Il nodo è tutto lì e non la Boschi non l’ha sciolto nemmeno con la contabilità offerta all’aula sul valore delle azioni di Banca Etruria sue e della sua famiglia. Perché al centro della vicenda ci sono, prima di tutto, le responsabilità di una gestione dissennata dell’istituto, i cui costi finora sono stati scaricati tutti sulle spalle dei piccoli risparmiatori. Boschi ha sostenuto in aula che il governo non ha fatto nulla per favorire il padre, che anzi dal governo «è stato commissariato e sanzionato», perché «non c’è nessun favoritismo nella nostra Italia». Ma, come notato da più parti, mentre la rimozione del management è avvenuta per mano di Bankitalia, il suo salvataggio è avvenuto per mano del governo, che ha fatto del decreto “Salva-bache” un decreto “salva-banchieri” inserendo nel testo una clausola di salvaguardia dei dirigenti da eventuali azioni legali mosse dagli azionisti.

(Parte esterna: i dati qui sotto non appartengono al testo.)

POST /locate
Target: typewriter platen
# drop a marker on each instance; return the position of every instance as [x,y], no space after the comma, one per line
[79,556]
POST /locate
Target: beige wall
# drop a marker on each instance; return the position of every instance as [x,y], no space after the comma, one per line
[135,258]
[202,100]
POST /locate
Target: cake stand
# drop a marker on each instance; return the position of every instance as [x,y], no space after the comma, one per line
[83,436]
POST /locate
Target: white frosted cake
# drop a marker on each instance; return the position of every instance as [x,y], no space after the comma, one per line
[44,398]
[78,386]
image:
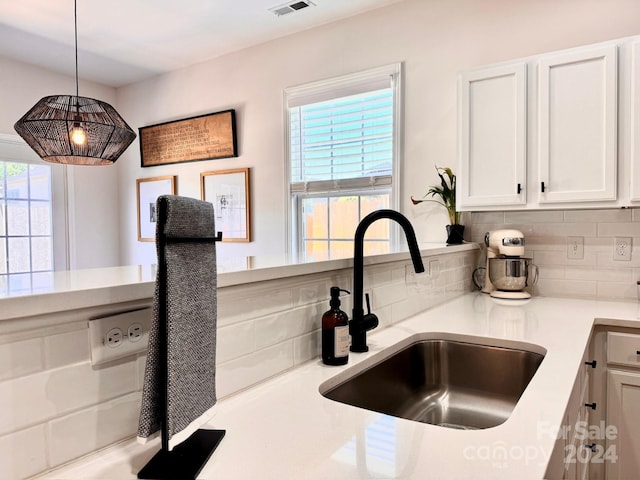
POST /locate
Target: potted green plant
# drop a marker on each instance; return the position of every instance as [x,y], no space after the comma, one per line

Meloni: «Da Boschi nessun chiarimento»

E questo è solo uno dei tanti punti della questione che restano non chiariti e che hanno fatto dire a Giorgia Meloni che dal ministro Boschi «non è arrivato nessun chiarimento». «Suo padre è stato commissariato non dal governo, ma da Bankitalia. Il problema è che non solo il ministro Boschi, ma l’intero governo Renzi nel complesso vive di conflitti di interessi e di logiche opache, cui va la nostra sfiducia», ha detto Meloni di Fdi, sottolineando che «il governo Renzi ha dimostrato di essere un vergognoso comitato d’affari a difesa degli amici, delle banche e delle lobby».